To a one, the anthropologists were eager for more details about this most recent treecat contact. This rescue, as well as the evidence of mirror twins among the treecats, was new material.

“It’s lucky you two came along,” Dr. Whittaker said, “or was it entirely luck?”

“Lionheart probably smelled the smoke,” Stephanie said. “He likes to hang out the air-car window if we’re not going too fast.”

She went on to tell that part of the story, leaving out only that she had been piloting and that was why they’d been going so slowly. No one asked. Probably they figured she and Karl were doing some sort of sample survey. Not all SFS work was as glamorous as fighting fires.

“Was it Lionheart who led you to the others? Do you think he used that empathy or telepathy or whatever it is that they have?”

Again, the questioner was Anders, eager and wide-eyed. A few passing comments during the more general discussion had shown he really was pretty well-informed about treecats. Again, because it was him, Stephanie found herself answering maybe a little more freely than she might have otherwise.

“Lionheart did seem to sense them first,” she said. “It’s pretty clear treecats have means of communicating with each other that we don’t understand. The empathy seems clear. However, it’s possible that they have some manner of verbal communication we haven’t figured out, as well.”

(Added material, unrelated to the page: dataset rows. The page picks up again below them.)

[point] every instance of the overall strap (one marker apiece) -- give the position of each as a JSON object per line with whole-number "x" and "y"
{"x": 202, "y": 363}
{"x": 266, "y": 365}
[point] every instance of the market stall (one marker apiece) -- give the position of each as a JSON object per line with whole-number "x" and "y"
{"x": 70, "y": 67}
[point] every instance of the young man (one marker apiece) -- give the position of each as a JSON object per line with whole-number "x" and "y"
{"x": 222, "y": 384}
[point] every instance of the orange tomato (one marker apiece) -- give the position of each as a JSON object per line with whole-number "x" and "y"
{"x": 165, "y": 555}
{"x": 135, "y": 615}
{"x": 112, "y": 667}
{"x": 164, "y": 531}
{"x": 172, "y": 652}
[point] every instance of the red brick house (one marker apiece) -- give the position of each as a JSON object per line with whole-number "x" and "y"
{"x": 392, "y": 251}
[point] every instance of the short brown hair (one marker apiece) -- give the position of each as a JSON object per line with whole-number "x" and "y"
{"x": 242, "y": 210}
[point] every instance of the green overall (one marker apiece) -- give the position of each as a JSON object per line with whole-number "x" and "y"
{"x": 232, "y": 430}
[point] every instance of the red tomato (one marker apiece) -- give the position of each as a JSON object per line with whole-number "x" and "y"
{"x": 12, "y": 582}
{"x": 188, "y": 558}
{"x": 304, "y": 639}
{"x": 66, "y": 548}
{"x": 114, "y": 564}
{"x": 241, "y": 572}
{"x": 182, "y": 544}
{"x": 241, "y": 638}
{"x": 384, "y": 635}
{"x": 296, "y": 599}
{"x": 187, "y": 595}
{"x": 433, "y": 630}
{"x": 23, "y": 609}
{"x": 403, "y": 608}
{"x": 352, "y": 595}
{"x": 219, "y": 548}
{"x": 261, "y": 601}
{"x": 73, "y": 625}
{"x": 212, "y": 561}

She offered a winning smile to Kesia Guyen, the team’s linguist. “Maybe you’ll be able to figure out things we’ve missed.”

Ms. Guyen looked both pleased and concerned. “Well, that’s not going to be easy unless I have an opportunity to observe a colony or clan—at least some larger group—in action, and I believe that sort of thing is frowned upon these days.”

Ranger Lethbridge cut in. “We have hours of recordings of the clan we helped out after the Ubel affair. Hours upon hours of material that has never been out of our archives. Lots of it is of sick treecats sleeping. Once the danger of infection was gone, knowing they’re social creatures, we kept as many of them together as we could.”

Dr. Hobbard chuckled. “It’s seriously boring material. Definitely not for publication. However, if you want to watch it . . .”

Guyen nodded eagerly. “I’d love that. You’d be amazed at what you can learn from ‘dull’ stuff like that. They might have a gesture language to augment sound. Or they might be communicating in frequencies you didn’t think to check.”

Under the cover of the technical discussion of the recordings that followed, Stephanie sneaked a glance at Anders. To her embarrassment, she found he was looking right at her.

She knew she blushed up to the tops of her ears and felt relieved that her genotype hadn’t mixed to make her as fair as him. The conversation swirled on around her, but for the first time since she had discovered the treecats, Stephanie Harrington found there was something at least as fascinating to occupy her attention.